I meet Gail around 7, for dinner at Del Frisco’s, one of New York’s premier steakhouses. She looks radiant. She arrives at the restaurant a few minutes before I do and already she is best friends with the maître d. You can’t help but be attracted to Gail’s very large and welcoming personality.
Gail notices and comments on the plain white top I’m wearing. “Is that Wolford?” she asks. Coincidentally, both of us are dressed almost all in Wolford...me in a white long sleeve top and a black wool skirt, she in a black long sleeved bodysuit and black pants. I like getting dressed up, as I do it so rarely.

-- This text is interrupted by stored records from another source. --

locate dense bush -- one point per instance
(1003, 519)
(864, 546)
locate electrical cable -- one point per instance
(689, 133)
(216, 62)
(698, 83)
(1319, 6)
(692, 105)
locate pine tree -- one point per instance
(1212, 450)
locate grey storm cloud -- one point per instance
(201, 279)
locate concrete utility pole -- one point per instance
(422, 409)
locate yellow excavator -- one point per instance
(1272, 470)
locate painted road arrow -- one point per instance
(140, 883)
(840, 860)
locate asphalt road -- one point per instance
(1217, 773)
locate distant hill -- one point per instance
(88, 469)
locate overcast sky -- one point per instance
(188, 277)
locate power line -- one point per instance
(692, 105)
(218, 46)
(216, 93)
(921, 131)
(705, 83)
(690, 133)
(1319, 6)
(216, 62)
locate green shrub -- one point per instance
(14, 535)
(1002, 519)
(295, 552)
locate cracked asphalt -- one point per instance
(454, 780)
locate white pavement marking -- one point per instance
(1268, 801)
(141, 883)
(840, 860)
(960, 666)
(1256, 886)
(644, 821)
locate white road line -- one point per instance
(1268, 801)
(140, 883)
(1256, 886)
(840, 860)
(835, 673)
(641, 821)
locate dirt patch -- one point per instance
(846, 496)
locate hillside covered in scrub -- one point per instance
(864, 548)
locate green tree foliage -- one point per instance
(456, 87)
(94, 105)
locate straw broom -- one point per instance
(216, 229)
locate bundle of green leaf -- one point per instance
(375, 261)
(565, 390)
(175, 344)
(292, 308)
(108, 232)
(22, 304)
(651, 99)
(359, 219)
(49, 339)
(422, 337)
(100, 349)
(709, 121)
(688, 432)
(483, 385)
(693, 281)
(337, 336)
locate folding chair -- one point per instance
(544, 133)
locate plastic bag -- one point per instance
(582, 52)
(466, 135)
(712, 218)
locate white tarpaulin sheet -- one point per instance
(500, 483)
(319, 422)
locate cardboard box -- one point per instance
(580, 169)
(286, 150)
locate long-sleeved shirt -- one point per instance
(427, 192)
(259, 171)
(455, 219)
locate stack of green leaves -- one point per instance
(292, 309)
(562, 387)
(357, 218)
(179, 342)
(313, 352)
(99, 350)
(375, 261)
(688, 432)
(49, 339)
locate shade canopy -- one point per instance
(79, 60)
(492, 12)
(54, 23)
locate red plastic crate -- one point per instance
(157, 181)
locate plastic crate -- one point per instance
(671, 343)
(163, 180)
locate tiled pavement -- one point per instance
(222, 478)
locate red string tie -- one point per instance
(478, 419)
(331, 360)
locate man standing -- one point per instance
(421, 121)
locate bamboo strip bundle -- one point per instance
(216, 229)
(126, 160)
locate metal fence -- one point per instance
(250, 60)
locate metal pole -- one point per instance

We both order one glass of red wine (enough that we feel it by the end of the meal) and split an excellent tuna tartare appetizer. But the real standout is the steak we each get, with a side of some of the best creamed spinach I’ve ever eaten. I want to savor every bite of my perfectly cooked medium rare 16-ounce prime strip steak (I take home only a third, if that). The difference between a very good steak (like the kind I can make at home) and a great one is so vast, it barely tastes like eating from the same food group. We end up sharing a 7-layer lemon cake, which Gail hardly eats and I almost totally consume.
It’s a warm spring-like night. After dinner, we walk over to Rockefeller Center and watch the ice-skaters. Between the food and the company, if Gail were a guy, I might just have fallen in love tonight.